Thursday, December 18, 2008

Single (again) during the holidays.



Sunday, my girlfriend broke down in tears in the middle of a dance. It's been a rough time for her -- her grandparents just passed away, she has the same economic struggles we're all facing, and her boyfriend seems kind of indifferent to her emotional turmoil. She wanted to be held, supported, you know -- cuddled. So she dragged me to a brunch party hosted by Reid, the suddenly famous host of the Cuddle Party.

Even though a cuddle brunch seems innocuous enough, I had a bad feeling in my gut about it, but I wanted her to feel better, so we picked up some eggs and went there.

We left our shoes in the hall of a small but beautifully decorated classic San Francisco flat, and Reid, who has shaggy blonde hair, was much cuter and, well -- huggable -- that I possibly expected, welcomed us with, of course, a fabulous warm hug and a big beaming smile. He was wearing printed flannel pajamas, though it was at least 3 in the afternoon. (Reid always wears PJs -- that's the de rigeur attire for the Cuddle Party.) I was starting to cheer up. But still, that vague "this is not right feeling" was stalking me.

When we walked into the kitchen I knew why: there was my ex -- and the (boo, hiss!) woman who snagged him away. I'll call her Bozo Hair, to protect her identity. She's a frumpy middle aged woman with this enormous pouf of frizzy hair dyed Ronald Mc Donald Red. Ok, Bozo the Clown Red. It is not a color of hair that exists in nature, even if you're Celtic. Contrasting the frizz of hair (in which, as usual, there were about an inch of gray roots showing), she was wearing one of her typically unflattering, loud, garish neo Goddess outfits -- a pair of widelegged printed purple hipster yoga pants that shouldn't even be manufactured in her size. (Some people do not have a licence to wear stretch pants.) It looked like they had both been out partying all night and rolled in still awake and wearing whatever they had on the night before. He had deep dark circles under his eyes, and they both looked kind of gray. Ex put on a show keeping himself busy fetching heaping plates of food to feed Bozo, which she scarfed up nervously. It was like watching someone fatten up a calf for slaughter.

Bitter? Moi? Nine months have passed. I recovered, therapized, workshopped and soothed myself into a wiser woman with higher self esteem. I tossed out every card and gift he ever gave me. (Except the vibrating razor. It's a wierd narcissic gift, but my legs have never been smoother.) I abandoned my communities and avoided every possible party where I might run into him. But once in a while, I run into THEM -- and in Eckart Tolle's words, it retriggers the "pain body" of grief.

So here's my worst nightmare, right? Him with HER (boo, hiss!) in a VERY small cuddle party! Yikes.

I looked around. The flat was cramped. There was no possible place for cuddling to happen except the bedroom. This was not looking promising.

I pulled my girlfriend aside and whispered, urgently:

"Get me out of here!"

"Let's eat first, I'm starved," she said.

There was one seat available -- of course, the one directly across from "them." Bozo made an awkward attempt to be polite (she always has this nonchalant touchy feely attitude of: "Why won't you be friends with me? We're all just one big polyamorous happy family, why can't we love one another, blah blah blah, San Francisco New Age Double Speak.)

The fact is, she "got" him for only one reason: She was willing to stalk a partnered man, she knew he was a cheater, and she was willing to tolerate it. I asked for respect, honesty, transparency and commitment. He didn't give it to me either, so I left, with my self respect intact.

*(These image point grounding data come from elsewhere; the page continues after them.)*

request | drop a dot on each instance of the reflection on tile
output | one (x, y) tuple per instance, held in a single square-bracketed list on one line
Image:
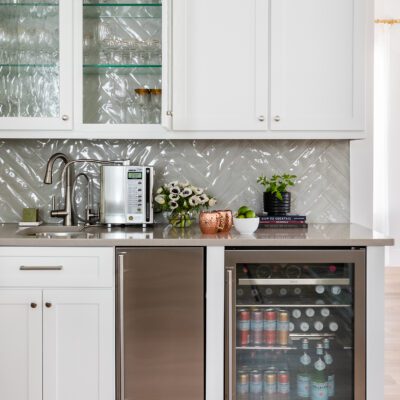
[(228, 169)]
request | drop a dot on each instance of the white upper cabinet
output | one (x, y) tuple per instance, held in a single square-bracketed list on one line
[(35, 65), (318, 65), (220, 65)]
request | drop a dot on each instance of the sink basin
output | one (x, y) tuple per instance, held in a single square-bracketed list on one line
[(57, 231)]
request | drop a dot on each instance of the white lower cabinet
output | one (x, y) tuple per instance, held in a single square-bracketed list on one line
[(21, 344), (78, 351), (57, 343)]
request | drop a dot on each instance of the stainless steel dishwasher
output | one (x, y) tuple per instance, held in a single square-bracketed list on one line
[(160, 323)]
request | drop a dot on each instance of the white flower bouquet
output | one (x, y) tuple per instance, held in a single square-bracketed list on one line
[(183, 201)]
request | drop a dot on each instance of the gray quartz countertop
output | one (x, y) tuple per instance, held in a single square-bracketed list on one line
[(162, 235)]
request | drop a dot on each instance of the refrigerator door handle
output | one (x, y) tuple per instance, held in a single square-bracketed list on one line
[(230, 367), (121, 325)]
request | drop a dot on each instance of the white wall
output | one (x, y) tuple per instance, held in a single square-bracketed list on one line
[(390, 9)]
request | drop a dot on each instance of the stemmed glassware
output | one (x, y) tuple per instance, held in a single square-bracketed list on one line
[(156, 105), (143, 100)]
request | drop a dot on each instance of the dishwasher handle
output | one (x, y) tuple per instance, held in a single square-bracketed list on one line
[(230, 338), (121, 340)]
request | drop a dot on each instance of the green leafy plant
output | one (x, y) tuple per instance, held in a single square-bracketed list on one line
[(277, 184)]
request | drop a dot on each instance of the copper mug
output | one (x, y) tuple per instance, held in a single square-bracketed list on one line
[(212, 222)]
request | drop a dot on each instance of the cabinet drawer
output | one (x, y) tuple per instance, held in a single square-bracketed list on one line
[(56, 266)]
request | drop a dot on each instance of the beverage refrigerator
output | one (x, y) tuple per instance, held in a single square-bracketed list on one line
[(295, 324)]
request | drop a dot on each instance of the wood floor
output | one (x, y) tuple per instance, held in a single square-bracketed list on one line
[(392, 334)]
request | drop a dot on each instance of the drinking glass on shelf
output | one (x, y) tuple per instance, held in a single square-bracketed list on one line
[(143, 100), (88, 49), (156, 105)]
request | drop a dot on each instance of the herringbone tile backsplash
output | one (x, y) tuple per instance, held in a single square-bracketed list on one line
[(227, 169)]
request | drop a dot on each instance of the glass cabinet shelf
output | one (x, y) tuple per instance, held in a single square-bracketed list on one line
[(123, 5), (29, 65), (122, 69), (136, 11), (28, 4)]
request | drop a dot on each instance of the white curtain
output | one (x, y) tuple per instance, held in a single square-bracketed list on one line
[(387, 136)]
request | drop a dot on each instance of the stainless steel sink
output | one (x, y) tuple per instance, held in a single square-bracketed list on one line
[(57, 231)]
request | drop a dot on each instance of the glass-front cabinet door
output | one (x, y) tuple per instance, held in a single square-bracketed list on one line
[(295, 326), (121, 62), (35, 78)]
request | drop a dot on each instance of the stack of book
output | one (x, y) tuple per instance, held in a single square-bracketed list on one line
[(283, 221)]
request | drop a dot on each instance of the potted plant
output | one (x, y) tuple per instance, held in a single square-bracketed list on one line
[(276, 197), (183, 201)]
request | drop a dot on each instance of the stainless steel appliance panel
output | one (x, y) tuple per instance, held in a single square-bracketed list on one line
[(126, 195), (113, 195), (161, 328)]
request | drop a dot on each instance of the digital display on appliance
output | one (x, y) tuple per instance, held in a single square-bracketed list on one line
[(134, 175)]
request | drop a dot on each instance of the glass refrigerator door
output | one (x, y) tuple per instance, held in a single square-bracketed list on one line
[(122, 62), (297, 325)]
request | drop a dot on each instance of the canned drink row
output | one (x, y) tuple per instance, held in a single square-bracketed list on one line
[(259, 327), (271, 384)]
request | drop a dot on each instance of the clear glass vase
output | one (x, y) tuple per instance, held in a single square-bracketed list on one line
[(182, 219)]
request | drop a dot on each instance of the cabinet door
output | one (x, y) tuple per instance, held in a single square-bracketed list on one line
[(118, 52), (220, 65), (21, 344), (35, 65), (317, 64), (78, 350)]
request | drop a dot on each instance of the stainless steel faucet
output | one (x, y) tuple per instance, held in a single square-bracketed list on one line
[(66, 212)]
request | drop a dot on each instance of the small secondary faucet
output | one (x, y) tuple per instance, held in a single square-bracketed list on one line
[(66, 212)]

She continues to look the other way. He continues to "pretend" to be her boyfriend while he continued to chase me for months and still blatantly sees others on the side -- business as usual, nothing changed. Maybe it works for them.

We scrambled some eggs, ate nervously, made some polite small talk, hugged everybody (except you know who!) and scrambled out nf there.

It was the latest in a string of "he's a cheater" experiences in my dating life.

Is the Internet and all of our high tech toys (like instant messaging and cellphones) to blame for what seems to continue steamrolling into a total erosion of traditional values in our culture?

Or is it just me? Am old fashioned and out of step in this new age of "polyamory" and NSAs and FWBS and "hook ups" -- and just not getting with it?

It just feels like an avalanche of cheating, dishonesty and two-timing is falling all around me, and I sit here in the midst of it, wanting just one simple thing: Someone to hold, to trust, to love, to unwrap gifts with, to share the warmth with. And I wonder why something so basic, so human, so simple to ask continues to elude me?